Don't Reuse Disposable Gloves
Gloves sure can be … handy. As you begin to reenter society, gloves can let you interact with the world around you with a certain degree of safety. However, when you end up touching your shopping cart, your phone and your clothing with the same pair of gloves, you're not really allowing them to do much protecting. Instead, you’re spreading germs from place to place, which can be a risk for both you and others.
Disposable gloves should be tossed away after use to prevent the spread of germs, while reusable gloves should be washed. (COVID-19 can’t survive exposure to temperatures of 160 degrees Fahrenheit or more for at least five minutes, so your dryer should do just fine.) Either way, it’s best to avoid touching things when possible even when wearing gloves — just because you’re protected doesn’t mean other people are, and gloves can spread germs.

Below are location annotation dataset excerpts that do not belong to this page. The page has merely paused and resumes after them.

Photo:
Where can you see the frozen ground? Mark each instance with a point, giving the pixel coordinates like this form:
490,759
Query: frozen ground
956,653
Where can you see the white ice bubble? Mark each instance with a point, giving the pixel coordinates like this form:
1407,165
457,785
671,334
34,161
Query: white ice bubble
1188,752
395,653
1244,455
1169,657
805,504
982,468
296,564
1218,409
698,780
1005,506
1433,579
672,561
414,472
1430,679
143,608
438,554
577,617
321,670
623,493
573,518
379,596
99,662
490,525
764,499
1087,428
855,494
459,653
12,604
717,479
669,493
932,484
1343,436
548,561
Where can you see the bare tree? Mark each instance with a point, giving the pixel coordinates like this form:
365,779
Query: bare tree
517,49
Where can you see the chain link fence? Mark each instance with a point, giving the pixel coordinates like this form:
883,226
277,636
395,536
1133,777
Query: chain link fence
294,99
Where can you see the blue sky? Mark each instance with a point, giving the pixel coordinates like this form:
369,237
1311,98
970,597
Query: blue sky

Remember That the World Has Changed
Perhaps the most important thing you can do as society reopens is simply remembering that the pandemic isn’t over yet. There may not be anyone to hold you accountable if you break safety guidelines (other than strangers giving you side-eye, of course), but you should still follow them, no matter how easy it might be to think that things have returned to normal.
For instance, a meal at a restaurant may seem like a return to normalcy, but you shouldn’t forget to wash your hands before eating anything with your bare hands, and you don’t want to crowd together in a booth with people outside your household. Above all, you should take care to always give people space — even in narrow aisles or other spaces, and even when it might inconvenience you for a few seconds or even minutes.
It’s not always to have patience or compassion for other people even under the best of circumstances, but by being mindful of our neighbors and ourselves, we can minimize the number of people who get sick as cities reopen. Suit up, avoid touching your eyes, be kind and get back out there.